By November 22, the APLA trio, infamous in the township for taking no prisoners, were released for lack of evidence. Witnesses refused to testify against the men, who denied any involvement in the crime. Upon hearing of their liberation, the trio ran out of the courthouse gleefully, lifted on the shoulders of their friends, saluting the PAC. Ntobeko had been hauled into the police station in late August 1993, and had stood in a lineup, but nobody could—or would—identify him, and he was let go. In old video footage, he blends into the crowd of cheering young people and helps to hoist the trio members up in the air. After a witness stepped forward, Ntobeko was rearrested, tried, and sentenced in a separate trial in 1995.

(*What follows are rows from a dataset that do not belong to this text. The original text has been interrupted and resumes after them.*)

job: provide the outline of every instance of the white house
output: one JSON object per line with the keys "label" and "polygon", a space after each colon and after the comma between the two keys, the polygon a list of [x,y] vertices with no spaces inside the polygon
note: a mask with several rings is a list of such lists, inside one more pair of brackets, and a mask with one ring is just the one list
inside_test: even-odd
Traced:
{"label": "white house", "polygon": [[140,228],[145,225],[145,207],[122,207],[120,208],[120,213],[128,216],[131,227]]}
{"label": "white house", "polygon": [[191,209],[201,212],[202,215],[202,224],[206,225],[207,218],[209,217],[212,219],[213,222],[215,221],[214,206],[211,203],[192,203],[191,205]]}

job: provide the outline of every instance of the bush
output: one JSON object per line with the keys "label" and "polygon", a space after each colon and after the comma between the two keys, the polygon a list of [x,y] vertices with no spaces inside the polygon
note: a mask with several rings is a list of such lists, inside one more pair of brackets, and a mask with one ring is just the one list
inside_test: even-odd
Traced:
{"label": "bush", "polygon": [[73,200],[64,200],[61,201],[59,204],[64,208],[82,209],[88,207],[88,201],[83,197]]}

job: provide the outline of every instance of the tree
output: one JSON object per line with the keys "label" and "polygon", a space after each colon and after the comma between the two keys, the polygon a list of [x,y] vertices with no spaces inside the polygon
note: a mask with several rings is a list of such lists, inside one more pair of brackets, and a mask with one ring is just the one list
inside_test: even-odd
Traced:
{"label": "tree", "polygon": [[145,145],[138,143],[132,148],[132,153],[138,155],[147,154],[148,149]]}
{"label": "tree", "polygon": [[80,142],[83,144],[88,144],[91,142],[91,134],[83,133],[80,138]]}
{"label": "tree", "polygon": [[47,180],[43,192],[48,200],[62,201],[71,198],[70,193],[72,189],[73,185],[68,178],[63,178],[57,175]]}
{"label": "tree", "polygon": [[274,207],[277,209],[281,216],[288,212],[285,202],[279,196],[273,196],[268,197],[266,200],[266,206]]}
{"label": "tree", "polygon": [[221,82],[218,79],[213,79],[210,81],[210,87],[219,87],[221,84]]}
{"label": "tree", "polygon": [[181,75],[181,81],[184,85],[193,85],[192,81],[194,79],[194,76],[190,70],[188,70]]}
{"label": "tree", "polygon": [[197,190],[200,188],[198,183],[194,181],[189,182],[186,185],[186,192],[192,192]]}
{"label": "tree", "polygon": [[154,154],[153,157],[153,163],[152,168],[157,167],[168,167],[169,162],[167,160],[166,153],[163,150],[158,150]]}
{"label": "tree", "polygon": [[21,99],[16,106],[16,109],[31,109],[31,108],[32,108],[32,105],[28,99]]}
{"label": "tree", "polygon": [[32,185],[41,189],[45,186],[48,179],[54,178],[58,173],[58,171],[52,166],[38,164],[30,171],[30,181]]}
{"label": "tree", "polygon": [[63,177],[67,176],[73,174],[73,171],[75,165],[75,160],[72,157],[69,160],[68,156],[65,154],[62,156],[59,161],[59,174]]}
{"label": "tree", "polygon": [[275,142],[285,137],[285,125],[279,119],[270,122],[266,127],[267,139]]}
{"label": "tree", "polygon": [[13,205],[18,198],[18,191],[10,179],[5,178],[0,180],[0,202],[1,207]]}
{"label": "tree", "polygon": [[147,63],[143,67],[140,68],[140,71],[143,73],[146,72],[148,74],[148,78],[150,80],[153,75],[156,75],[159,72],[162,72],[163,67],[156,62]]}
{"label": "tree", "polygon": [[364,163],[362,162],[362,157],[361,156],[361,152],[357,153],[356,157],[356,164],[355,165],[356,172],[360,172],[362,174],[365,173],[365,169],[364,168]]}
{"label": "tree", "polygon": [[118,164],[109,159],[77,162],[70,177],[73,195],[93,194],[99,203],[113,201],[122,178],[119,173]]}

“You see, Amy thought that being in Gugulethu every day, she was well known,” Pikker said. “She felt she was accepted. It often happened in the past, people who were stoned or petrol-bombed taking their domestic workers home. But Amy had this innocence. She didn’t expect something like this to happen. Fortunately for the investigation, she was a prominent person. She had a political status. The kids who killed her, they thought she was just a white woman. But she worked with the ANC. If it was a normal person, the story would be out just for one day, on page five.”